0

Is there any intuition behind the implicit function theorem? Take $F(x,y)=0$ where $y=f(x)$. Then,

$$ \frac{dy}{dx}=-\frac{F_x}{F_y} $$

I see that the derivative is equal to the reciprocal of the partial derivatives, what is the intuition behind this?

2 Answers2

2

The geometric intuition is that the unit tangent vector, say $T$, to the surface $F=0$ is perpendicular to the gradient of $F$ at each point. This is because the directional derivative of $F$ in the tangential direction is $\nabla F \cdot T$, which would be nonzero if the tangent weren't perpendicular to the gradient, which intuitively implies that $F$ would vary along the surface. Once you know that, this relation follows by just taking the ratio of the $y$ component of the tangent vector and the $x$ component of the tangent vector.

Another mnemonic for this relation is to formally write $dF=F_x dx + F_y dy = 0$, which intuitively means that a change in one variable must be matched by a change in the other such that the change in $F$ will vanish (a slightly less rigorous way of saying $\nabla F \cdot T=0$). Then formally solve for $\frac{dy}{dx}$.

Ian
  • 104,572
0

The intuition for the implicit function theorem as I understand it is: the solutions to $F(x,y)=0$ are a union of graphs of functions.

In your case, it looks like you are talking about one function you've already picked, $y=f(x)$. Sometimes, you might need to have $x=g(y)$ to cover the whole solution set.

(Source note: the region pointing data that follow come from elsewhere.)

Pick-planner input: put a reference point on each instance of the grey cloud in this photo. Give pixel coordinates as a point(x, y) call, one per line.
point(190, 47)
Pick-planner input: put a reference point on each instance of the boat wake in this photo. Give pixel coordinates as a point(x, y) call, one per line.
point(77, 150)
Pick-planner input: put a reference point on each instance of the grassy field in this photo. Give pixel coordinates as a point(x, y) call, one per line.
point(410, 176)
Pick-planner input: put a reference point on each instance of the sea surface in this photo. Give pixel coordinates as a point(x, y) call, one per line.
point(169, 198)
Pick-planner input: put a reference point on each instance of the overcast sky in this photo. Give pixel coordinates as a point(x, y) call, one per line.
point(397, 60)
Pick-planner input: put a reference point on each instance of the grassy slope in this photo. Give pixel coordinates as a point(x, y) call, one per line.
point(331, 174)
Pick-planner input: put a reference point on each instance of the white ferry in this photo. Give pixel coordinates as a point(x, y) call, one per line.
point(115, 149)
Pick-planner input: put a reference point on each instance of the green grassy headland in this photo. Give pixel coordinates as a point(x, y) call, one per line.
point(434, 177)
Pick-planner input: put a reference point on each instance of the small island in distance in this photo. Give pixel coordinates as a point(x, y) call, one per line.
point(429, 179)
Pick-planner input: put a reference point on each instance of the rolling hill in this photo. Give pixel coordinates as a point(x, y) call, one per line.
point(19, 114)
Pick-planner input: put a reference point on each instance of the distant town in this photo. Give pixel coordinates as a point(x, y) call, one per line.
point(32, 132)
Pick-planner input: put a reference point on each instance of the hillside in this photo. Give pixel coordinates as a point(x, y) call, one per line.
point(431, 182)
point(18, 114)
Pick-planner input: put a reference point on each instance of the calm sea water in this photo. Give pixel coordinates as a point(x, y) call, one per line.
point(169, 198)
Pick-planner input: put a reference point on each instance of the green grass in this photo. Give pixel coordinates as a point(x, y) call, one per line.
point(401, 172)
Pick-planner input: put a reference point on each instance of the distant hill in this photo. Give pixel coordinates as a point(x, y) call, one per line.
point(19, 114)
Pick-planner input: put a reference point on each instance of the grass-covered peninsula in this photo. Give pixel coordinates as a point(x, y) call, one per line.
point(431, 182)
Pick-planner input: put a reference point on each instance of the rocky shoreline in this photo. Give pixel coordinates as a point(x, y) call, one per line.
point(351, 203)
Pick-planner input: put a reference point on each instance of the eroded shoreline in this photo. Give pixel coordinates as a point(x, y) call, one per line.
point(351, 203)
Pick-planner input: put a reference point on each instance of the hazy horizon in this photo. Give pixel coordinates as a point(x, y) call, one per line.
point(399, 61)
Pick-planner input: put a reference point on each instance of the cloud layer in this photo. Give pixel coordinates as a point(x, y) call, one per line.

One of the typical examples given is $F(x,y)=x^2+y^2 -1$.

Since $dF/dy=2y$ is nonzero whenever you are not on the $x$-axis, you're guaranteed that the points outside of the $x$-axis can be represented as a union of graphs.

In this case, the graph of $f(x)=\sqrt{1-x^2}$ and $g(x)=-\sqrt{1-x^2}$ for $x\in [-1, 1]$ might be one way to express it.

However, some authors require that the domains of these functions be open sets. In that case, it would be impossible to pick up the points of the graph above using functions of $x$. But, thankfully, we could also use the equivalent functions of $y$ to cover those points:

$f'(y)=\sqrt{1-y^2}$ and $g'(y)=-\sqrt{1-y^2}$

They are able to cover everything where $dF/dx$ is nonzero (which is everything off the $y$-axis.)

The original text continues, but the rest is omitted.